Bug 1636190 - [OSP-10] Wait longer before issuing SIGKILL on instance destroy, to handle "libvirtError: Failed to terminate process <pid> with SIGKILL: Device or resource busy"
Summary: [OSP-10] Wait longer before issuing SIGKILL on instance destroy, to handle "l...
Keywords:
Status: CLOSED ERRATA
Alias: None
Product: Red Hat OpenStack
Classification: Red Hat
Component: openstack-nova
Version: 10.0 (Newton)
Hardware: x86_64
OS: Linux
medium
medium
Target Milestone: z14
: 10.0 (Newton)
Assignee: Kashyap Chamarthy
QA Contact: OSP DFG:Compute
URL:
Whiteboard:
: 1489980 (view as bug list)
Depends On: 1723881
Blocks: 1759125 1789339
TreeView+ depends on / blocked
 
Reported: 2018-10-04 16:44 UTC by Matt Flusche
Modified: 2024-03-25 15:08 UTC (History)
12 users (show)

Fixed In Version: openstack-nova-14.1.0-58.el7ost
Doc Type: If docs needed, set a value
Doc Text:
Clone Of:
: 1759125 1789339 (view as bug list)
Environment:
Last Closed: 2019-12-17 16:52:34 UTC
Target Upstream Version:
Embargoed:


Attachments (Terms of Use)


Links
System ID Private Priority Status Summary Last Updated
OpenStack gerrit 639091 0 'None' MERGED libvirt: Rework 'EBUSY' (SIGKILL) error handling code path 2021-01-28 02:14:07 UTC
Red Hat Issue Tracker OSP-23387 0 None None None 2023-03-21 19:04:38 UTC
Red Hat Product Errata RHBA-2019:4299 0 None None None 2019-12-17 16:52:45 UTC

Description Matt Flusche 2018-10-04 16:44:01 UTC
Description of problem:
In an environment with large compute nodes (3TB of RAM) and high instance add/delete churn, the current wait time outs for instance destroy may not be sufficient.  The destroy time outs should be user configurable to support such environment.

This environment sees the following instance destroy failures daily.

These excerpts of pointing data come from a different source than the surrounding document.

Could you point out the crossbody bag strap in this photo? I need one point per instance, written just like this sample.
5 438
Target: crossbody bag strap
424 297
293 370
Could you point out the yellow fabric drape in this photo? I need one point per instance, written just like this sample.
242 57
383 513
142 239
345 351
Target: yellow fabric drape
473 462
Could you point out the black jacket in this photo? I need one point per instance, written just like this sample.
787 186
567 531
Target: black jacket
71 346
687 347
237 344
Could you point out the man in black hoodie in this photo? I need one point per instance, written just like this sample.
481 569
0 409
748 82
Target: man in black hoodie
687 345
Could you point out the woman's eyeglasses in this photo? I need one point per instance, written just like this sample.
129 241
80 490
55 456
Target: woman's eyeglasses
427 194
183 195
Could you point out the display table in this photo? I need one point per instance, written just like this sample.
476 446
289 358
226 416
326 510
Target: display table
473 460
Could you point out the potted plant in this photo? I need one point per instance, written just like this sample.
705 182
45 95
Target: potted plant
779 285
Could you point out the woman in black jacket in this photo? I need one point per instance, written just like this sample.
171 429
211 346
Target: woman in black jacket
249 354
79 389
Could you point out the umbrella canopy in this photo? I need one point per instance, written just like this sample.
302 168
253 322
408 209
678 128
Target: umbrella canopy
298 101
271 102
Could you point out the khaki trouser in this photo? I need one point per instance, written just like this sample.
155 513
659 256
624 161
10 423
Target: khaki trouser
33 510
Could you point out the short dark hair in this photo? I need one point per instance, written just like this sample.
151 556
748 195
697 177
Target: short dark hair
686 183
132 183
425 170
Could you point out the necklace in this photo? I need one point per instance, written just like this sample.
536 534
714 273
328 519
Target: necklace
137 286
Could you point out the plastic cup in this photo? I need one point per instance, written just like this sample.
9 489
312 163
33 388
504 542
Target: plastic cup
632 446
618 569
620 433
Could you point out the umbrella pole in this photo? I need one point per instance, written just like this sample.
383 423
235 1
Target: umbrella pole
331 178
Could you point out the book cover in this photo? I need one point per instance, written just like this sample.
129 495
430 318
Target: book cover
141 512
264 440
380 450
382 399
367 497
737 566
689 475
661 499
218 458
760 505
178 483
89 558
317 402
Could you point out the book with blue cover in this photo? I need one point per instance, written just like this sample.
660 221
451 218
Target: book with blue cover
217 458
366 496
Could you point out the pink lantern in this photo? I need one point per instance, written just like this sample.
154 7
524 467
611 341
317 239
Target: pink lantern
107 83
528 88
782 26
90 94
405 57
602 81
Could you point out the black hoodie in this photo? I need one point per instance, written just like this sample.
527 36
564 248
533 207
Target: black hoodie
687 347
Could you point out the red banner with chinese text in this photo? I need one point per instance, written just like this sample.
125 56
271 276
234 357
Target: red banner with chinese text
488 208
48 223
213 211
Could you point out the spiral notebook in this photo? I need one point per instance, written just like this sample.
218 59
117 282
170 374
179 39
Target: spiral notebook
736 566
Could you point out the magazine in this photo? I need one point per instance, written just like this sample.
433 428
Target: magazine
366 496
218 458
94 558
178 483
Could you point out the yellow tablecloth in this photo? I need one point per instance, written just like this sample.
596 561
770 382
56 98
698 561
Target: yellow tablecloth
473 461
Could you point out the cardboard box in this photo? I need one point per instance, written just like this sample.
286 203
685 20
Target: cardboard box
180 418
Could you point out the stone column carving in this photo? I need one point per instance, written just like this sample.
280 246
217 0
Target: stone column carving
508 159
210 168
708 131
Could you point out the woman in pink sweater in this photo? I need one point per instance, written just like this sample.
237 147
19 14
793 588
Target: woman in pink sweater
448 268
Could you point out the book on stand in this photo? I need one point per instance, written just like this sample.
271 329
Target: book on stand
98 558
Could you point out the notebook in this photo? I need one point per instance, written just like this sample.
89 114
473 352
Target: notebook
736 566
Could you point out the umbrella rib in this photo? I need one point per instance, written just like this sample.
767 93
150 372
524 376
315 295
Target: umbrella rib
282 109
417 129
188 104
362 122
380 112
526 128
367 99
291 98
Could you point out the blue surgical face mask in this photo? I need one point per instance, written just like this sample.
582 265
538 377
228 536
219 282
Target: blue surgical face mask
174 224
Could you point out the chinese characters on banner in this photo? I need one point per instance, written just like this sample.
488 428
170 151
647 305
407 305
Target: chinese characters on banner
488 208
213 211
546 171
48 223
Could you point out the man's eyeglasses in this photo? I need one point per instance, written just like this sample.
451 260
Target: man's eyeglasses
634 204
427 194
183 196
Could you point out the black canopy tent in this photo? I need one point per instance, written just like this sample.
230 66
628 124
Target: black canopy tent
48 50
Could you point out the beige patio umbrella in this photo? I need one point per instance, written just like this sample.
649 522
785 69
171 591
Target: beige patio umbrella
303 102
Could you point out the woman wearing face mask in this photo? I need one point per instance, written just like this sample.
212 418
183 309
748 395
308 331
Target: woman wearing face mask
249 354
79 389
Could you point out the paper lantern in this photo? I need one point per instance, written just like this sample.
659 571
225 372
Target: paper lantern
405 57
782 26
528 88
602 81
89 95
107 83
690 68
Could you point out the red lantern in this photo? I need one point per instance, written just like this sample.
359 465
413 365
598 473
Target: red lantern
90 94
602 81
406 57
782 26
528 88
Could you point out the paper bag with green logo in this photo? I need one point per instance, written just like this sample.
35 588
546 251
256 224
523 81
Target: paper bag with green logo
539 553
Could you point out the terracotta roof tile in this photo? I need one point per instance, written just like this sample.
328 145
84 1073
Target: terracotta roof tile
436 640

2018-09-25 14:50:25.251 250438 WARNING nova.virt.libvirt.driver [req-9c05c3c1-ab08-4a14-b036-ad10b987b8e5 ad64ce5e9890b9596163edd10c8a4da2bca62c4f84f720b59cf30d20903c60ab b297db4812004ed9938eae3c776467ad - - -] [instance: ee0cd616-c3da-41fa-9af4-4c3173f85764] Error from libvirt during destroy. Code=38 Error=Failed to terminate process 203650 with SIGKILL: Device or resource busy; attempt 3 of 3

The instances eventually terminate and allowing a longer time out would prevent this error.

References:

https://bugzilla.redhat.com/show_bug.cgi?id=1205647
https://github.com/libvirt/libvirt/blob/9a4e4b942df0474503e7524ea427351a46c0eabe/src/util/virprocess.c#L349
https://github.com/openstack/nova/blob/master/nova/virt/libvirt/driver.py#L843

Version-Release number of selected component (if applicable):
OSP 10
openstack-nova-compute-14.1.0-22.el7ost.noarch
libvirt-daemon-3.9.0-14.el7_5.6.x86_64
qemu-kvm-rhev-2.10.0-21.el7_5.3.x86_64

How reproducible:
Daily in this specific environment


Additional info:
I'll provide additional environment details and logs

Comment 2 Matthew Booth 2018-10-11 10:21:10 UTC
Matt's random thoughts: 

* do we have any way to ask libvirt if the shutdown is still in progress and expected to complete eventually?
* are there circumstances in which a shutdown will never complete, but also not fail?
  * i.e. Can we just remove the timeout and just handle failure?

Comment 4 Daniel Berrangé 2018-10-12 12:12:43 UTC
(In reply to Matthew Booth from comment #2)
> Matt's random thoughts: 
> 
> * do we have any way to ask libvirt if the shutdown is still in progress and
> expected to complete eventually?

In theory there is a "Shutting down" state but I don't think we use that in the QEMU driver in libvirt. It just remains "running" until it goes to "shutoff".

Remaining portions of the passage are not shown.